Acórdão 1358300, 07178077220188070007, Relator: Des. LUÍS GUSTAVO B. DE OLIVEIRA, Quarta Turma Cível, data de julgamento: 22/7/2021, publicado no DJe: 6/8/2021.

Direito Penal e Processual Penal

Embriaguez ao volante e evasão do local – dúvida razoável quanto à identificação do condutor do veículo – absolvição

A condenação pela prática dos crimes de embriaguez ao volante e evasão do local do acidente deve-se basear em prova robusta, produzida sob o crivo do contraditório, e não em meras conjecturas de populares, pois prevalece, na hipótese, o in dubio pro reo. O Ministério Público ofereceu denúncia contra um motorista que conduziu veículo com a capacidade psicomotora alterada pela ingestão de bebida alcoólica, colidiu com poste de luz e afastou-se do local após a batida, para se eximir da responsabilidade (arts. 305 e 306 do Código de Trânsito Brasileiro CTB). Sobrevinda a condenação, a defesa interpôs recurso no qual pleiteou a absolvição do réu, ao fundamento de insuficiência de provas concretas sobre a identidade do verdadeiro condutor. Ao examinarem a apelação, os Desembargadores destacaram que, embora os policiais não tenham presenciado a batida, avistaram o acusado sair do veículo, pelo lado do passageiro, e empreender fuga, na tentativa de evadir-se do local, momento em que foi capturado e encaminhado à delegacia, onde realizou o teste do bafômetro, que comprovou a embriaguez. Contudo, apesar da ótica policial, os Magistrados enfatizaram que havia outras três pessoas no automóvel, as quais, com harmonia e firmeza, negaram, em Juízo, que o recorrente estava na direção do carro no momento da colisão, pois acreditavam, até mesmo, que o sentenciado não sabia dirigir. Assim, entenderam que, com base na prova oral, não é possível extrair, com segurança, quem era o condutor. Com efeito, explicaram que o recorrente permaneceu em silêncio na fase inquisitorial, pois havia apenas o registro de uma “conversa informal” entre a polícia e o motorista. As informações colhidas na fase processual, por sua vez, também não acrescentaram bons elementos de prova quanto aos fatos, porquanto não passaram de meras conjecturas e ilações de populares, desamparadas de elementos hígidos e concretos, o que denota a existência de dúvida razoável quanto à autoria. Desse modo, a Turma registrou que a condenação criminal deve ser apoiada em prova robusta e incontestável, produzida com a observância do contraditório e da ampla defesa, sem margem para dúvidas ou incertezas, sob pena de violação ao princípio da não culpabilidade.
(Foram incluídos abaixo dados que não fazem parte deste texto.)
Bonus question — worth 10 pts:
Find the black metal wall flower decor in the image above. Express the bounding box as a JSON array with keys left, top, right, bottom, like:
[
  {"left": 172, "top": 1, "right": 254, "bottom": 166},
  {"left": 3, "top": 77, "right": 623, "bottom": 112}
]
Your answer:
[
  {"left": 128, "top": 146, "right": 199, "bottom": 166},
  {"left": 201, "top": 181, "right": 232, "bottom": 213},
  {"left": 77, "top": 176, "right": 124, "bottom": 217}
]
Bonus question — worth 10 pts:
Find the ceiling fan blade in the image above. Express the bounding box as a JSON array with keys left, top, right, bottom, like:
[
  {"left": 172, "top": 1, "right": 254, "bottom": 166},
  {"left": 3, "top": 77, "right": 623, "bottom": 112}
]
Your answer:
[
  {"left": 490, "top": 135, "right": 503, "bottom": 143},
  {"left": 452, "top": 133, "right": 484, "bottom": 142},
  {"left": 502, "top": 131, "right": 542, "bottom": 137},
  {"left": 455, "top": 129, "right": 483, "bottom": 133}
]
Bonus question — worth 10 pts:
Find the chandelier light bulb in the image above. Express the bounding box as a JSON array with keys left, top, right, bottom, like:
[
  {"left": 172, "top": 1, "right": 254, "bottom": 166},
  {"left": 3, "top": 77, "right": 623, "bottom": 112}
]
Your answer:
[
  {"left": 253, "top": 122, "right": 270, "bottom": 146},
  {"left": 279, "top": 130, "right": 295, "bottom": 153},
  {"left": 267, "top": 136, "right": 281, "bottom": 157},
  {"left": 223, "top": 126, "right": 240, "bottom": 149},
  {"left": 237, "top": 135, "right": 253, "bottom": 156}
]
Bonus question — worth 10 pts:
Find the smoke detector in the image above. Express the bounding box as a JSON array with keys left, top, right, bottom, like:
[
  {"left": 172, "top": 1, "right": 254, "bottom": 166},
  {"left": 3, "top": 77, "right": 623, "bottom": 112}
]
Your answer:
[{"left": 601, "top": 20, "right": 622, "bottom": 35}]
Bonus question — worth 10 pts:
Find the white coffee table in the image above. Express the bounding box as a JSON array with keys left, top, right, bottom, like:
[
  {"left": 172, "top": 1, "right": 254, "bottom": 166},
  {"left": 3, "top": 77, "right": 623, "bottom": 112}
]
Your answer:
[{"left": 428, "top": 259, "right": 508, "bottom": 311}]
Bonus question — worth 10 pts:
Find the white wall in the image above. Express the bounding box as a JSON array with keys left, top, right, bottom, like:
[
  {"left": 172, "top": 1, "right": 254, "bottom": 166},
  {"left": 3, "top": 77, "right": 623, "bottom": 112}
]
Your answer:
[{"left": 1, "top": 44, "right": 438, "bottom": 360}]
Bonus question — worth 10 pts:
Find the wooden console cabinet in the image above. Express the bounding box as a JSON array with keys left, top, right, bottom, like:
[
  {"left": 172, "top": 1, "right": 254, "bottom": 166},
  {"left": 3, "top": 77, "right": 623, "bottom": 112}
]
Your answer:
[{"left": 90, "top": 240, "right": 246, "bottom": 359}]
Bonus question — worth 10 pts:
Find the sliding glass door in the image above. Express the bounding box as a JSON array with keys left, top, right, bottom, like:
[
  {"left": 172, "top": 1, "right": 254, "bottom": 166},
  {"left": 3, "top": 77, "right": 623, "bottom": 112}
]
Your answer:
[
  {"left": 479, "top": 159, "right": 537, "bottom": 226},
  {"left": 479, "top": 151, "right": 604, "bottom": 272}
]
Ao fim, por considerar que os delitos descritos na peça acusatória só podem ser imputados ao efetivo condutor, decidiu absolver o acusado, com fundamento no princípio in dubio pro reo. 

Acórdão 1360064, 00002530420198070017, Relator: Des. ROBERVAL CASEMIRO BELINATI, Segunda Turma Criminal, data de julgamento: 29/7/2021, publicado no PJe: 9/8/2021.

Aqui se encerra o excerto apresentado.